En dicho tramo de carretera un grupo de pequeños empresarios y emprendedores se las han ingeniado para instaurar diversos tipos de negocios como carnicerías, farmacias, hostales, venta de repuestos de moto, floristerías, clínicas veterinarias, panaderías, restaurantes, ciber, ferreterías, puestos de venta de verduras y frutas, autolavados, entre otros.

Uno de los últimos emprendedores que se vio atraído por el auge comercial y el potencial turístico que se vive en esta zona fue Alba Luz Hernández Marín, y su esposo estadounidense Warren Josep Mercer.

Dicho matrimonio se trasladó desde Nueva Guinea para invertir en un restaurante al cual bautizaron como “El Pirata” y como parte de los planes de expansión está construir una segunda planta.

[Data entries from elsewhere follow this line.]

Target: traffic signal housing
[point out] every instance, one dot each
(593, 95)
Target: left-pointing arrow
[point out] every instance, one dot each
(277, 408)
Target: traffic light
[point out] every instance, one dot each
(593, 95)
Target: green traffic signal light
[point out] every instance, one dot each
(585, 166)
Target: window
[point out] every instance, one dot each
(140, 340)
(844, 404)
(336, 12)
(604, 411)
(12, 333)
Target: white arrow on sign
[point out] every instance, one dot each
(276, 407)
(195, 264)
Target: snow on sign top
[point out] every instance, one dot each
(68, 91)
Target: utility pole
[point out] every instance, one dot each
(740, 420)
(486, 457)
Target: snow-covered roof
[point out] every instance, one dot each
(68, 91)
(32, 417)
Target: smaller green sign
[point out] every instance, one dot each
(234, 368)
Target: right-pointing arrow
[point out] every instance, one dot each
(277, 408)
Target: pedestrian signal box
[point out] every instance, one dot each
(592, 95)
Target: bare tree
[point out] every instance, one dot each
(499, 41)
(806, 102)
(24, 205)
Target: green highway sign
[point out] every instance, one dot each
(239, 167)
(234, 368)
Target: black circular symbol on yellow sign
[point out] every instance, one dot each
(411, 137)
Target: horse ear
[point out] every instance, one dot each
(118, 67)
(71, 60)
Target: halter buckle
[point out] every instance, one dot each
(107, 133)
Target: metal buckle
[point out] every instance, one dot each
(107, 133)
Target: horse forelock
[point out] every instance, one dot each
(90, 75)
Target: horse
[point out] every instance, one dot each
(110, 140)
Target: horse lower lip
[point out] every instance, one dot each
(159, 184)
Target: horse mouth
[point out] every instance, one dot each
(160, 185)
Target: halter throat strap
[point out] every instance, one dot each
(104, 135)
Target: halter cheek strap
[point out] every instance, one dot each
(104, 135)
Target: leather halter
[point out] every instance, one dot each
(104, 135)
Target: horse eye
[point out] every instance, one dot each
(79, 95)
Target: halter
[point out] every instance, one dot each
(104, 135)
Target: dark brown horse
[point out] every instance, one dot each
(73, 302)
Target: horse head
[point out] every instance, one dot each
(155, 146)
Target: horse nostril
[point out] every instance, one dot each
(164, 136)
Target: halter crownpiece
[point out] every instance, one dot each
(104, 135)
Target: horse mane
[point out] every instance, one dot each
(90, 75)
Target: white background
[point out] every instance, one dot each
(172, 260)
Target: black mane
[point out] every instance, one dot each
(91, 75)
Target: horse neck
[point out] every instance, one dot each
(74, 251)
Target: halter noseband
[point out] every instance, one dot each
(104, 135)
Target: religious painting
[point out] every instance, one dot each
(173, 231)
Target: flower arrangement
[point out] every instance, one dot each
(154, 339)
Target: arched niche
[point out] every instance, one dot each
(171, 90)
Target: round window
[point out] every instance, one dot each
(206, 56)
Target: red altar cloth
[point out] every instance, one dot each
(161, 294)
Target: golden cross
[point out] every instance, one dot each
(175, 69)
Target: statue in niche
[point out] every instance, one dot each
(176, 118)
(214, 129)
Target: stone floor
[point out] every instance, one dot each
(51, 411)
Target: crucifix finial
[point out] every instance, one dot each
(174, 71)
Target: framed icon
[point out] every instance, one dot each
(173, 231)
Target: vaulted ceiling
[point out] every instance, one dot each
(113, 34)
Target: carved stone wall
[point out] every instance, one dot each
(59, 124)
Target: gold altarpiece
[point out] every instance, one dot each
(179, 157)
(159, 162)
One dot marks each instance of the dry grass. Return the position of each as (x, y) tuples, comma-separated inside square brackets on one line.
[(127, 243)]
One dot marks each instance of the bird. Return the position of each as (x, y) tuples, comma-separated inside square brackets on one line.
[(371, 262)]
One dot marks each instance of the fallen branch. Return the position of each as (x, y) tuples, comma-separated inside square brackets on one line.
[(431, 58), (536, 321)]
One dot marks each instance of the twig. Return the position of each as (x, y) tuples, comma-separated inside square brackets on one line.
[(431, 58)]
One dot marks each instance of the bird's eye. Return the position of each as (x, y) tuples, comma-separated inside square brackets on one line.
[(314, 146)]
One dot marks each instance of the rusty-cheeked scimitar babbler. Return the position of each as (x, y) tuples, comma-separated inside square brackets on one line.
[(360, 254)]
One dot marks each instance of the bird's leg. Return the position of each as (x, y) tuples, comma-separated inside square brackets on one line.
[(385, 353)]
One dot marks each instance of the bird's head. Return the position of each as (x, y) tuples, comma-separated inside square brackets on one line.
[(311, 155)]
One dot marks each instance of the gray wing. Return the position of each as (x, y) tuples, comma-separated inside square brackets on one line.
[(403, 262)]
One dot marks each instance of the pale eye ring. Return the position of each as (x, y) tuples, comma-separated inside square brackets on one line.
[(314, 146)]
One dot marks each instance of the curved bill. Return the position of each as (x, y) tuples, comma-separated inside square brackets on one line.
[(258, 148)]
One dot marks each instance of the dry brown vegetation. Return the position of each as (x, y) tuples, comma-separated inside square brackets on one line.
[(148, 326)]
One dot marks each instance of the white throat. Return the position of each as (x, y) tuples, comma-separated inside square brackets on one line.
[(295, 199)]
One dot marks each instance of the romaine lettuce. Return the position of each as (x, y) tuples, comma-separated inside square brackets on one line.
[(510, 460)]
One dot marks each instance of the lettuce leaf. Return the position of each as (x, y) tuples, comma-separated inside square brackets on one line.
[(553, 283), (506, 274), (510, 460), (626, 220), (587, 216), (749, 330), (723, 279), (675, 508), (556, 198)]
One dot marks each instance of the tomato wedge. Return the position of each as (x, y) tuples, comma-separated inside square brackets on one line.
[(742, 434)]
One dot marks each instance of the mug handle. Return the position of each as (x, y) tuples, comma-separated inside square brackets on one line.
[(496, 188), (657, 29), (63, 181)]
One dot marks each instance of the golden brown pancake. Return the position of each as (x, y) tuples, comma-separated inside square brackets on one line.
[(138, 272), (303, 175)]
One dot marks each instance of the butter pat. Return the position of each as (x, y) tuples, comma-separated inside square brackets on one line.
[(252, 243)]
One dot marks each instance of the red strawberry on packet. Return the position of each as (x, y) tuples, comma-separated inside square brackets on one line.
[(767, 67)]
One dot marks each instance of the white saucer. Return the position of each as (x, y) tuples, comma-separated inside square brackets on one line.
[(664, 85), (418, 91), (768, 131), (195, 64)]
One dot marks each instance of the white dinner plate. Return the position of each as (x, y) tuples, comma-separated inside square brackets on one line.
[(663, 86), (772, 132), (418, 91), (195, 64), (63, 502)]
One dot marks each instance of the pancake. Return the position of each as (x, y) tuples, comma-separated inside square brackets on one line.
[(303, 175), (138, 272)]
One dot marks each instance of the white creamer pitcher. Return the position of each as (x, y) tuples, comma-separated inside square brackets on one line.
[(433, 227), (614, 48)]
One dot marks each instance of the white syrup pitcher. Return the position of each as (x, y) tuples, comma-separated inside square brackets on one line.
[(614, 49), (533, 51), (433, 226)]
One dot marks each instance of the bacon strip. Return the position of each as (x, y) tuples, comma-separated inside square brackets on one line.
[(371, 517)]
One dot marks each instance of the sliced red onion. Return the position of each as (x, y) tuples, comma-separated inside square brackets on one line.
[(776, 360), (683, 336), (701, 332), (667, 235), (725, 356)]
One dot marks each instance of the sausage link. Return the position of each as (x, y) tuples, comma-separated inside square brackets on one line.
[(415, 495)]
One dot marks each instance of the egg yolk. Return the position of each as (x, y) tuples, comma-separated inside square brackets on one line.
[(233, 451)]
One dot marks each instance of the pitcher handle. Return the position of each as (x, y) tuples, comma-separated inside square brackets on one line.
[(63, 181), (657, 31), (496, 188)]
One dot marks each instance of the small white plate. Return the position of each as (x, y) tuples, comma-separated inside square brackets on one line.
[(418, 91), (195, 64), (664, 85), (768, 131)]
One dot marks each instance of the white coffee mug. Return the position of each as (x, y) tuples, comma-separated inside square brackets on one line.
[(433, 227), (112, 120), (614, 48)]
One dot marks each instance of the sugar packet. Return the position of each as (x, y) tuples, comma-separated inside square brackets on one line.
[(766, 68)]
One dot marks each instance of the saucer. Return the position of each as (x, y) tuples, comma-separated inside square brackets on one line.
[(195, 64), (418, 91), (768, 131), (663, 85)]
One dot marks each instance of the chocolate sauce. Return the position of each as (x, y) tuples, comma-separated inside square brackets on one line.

“Nosotros venimos de vacaciones a Rivas en el 2005 y nos percatamos que había oportunidad de abrir negocios y por eso regresamos a invertir US$200,000 en sociedad con mi hermano Jairo Marín, para abrir el restaurante en octubre del 2015 y en poco tiempo hemos tenido una buena aceptación y a la vez generamos 13 fuentes de empleo”, reveló Hernández.

El empresario Pedro Quintanilla aseguró que en 1987, cuando abrió a orillas de esta carretera un puesto de venta de materiales de construcción, “no existían negocios y fue a partir del 2005 que nuevos emprendimientos iniciaron a florecer a todo lo largo y ancho de esta carretera, que también se ha convertido en una de las más congestionadas por el tráfico vehicular de Rivas”, detalló.

Crecimiento

De acuerdo con Quintanilla, el lugar ha florecido como una nueva área comercial por ser una ruta de tránsito hacia la Isla de Ometepe, donde asegura tiene importantes clientes que se dedican a obras de construcción.

Doña Ofelia Narváez, administradora de la panadería Ballesteros, que se instauró a orillas de la carretera desde el 2002, detalló que la proliferación de negocios era algo que ya se vislumbraba, por la importancia turística de la carretera y el nacimiento de nuevos barrios que ahora unen completamente Rivas con San Jorge.

“Previendo este crecimiento comercial en la zona, nos propusimos a ampliar nuestras instalaciones para rentar módulos, donde hoy funcionan nuevos negocios como módulos de comida rápida y puestos de verduras y frutas”, detalló Narváez.